In 2017 Moore participated in The Real Estate Show Extended/Berlin: Group exhibition on the subject of Gentrification, Real Estate Speculation and Selling out the City at Kunstpunkt Berlin. This show included many Berlin artists along with four original members of the Real Estate Show (1980): Moore, Becky Howland, Peter Mönnig and Joseph Nechvatal. Howland, Mönnig, Moore and Nechvatal also participated in a panel discussion on Real Estate and Art on June 3, 2017 that was moderated by sculptor Howard McCalebb of Dada Post, Berlin.

==MWF Club==
Moore created MWF Club in 1986 as a distribution company for Potato Wolf and All Color News COLAB television programs that aired on public access TV. MWF Club expanded to include programs from various other groups such as Communications Update, Downtown TV, Glenn O'Brien's TV Party, New Cinema, Cinema of Transgression, Naked Eye Cinema and numerous artists and filmmakers.

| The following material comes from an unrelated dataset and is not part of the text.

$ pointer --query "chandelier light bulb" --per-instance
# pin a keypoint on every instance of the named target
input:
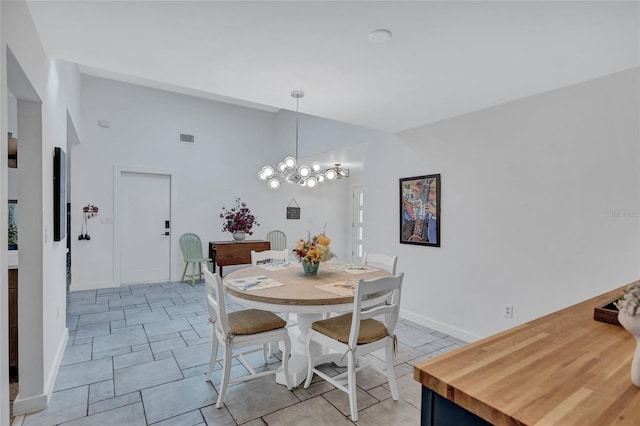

Moore co-curated an exhibition workshop in 2013 entitled XFR STN (Transfer Station) that was held at the New Museum. The opening night featured "Moving Image Artists' Distribution Then & Now" an ersatz assembly of participants in the MWF video club, introduced by Moore, Andrea Callard, Michael Carter, Nick Zedd and Coleen Fitzgibbon.

==After PhD==
In the early 1990s he went back to school to study an art history PhD. He has written on artist collectives, cultural districts, and cultural economies. The PhD was released in book form as Art Gangs : Protest and Counterculture in New York City in 2012.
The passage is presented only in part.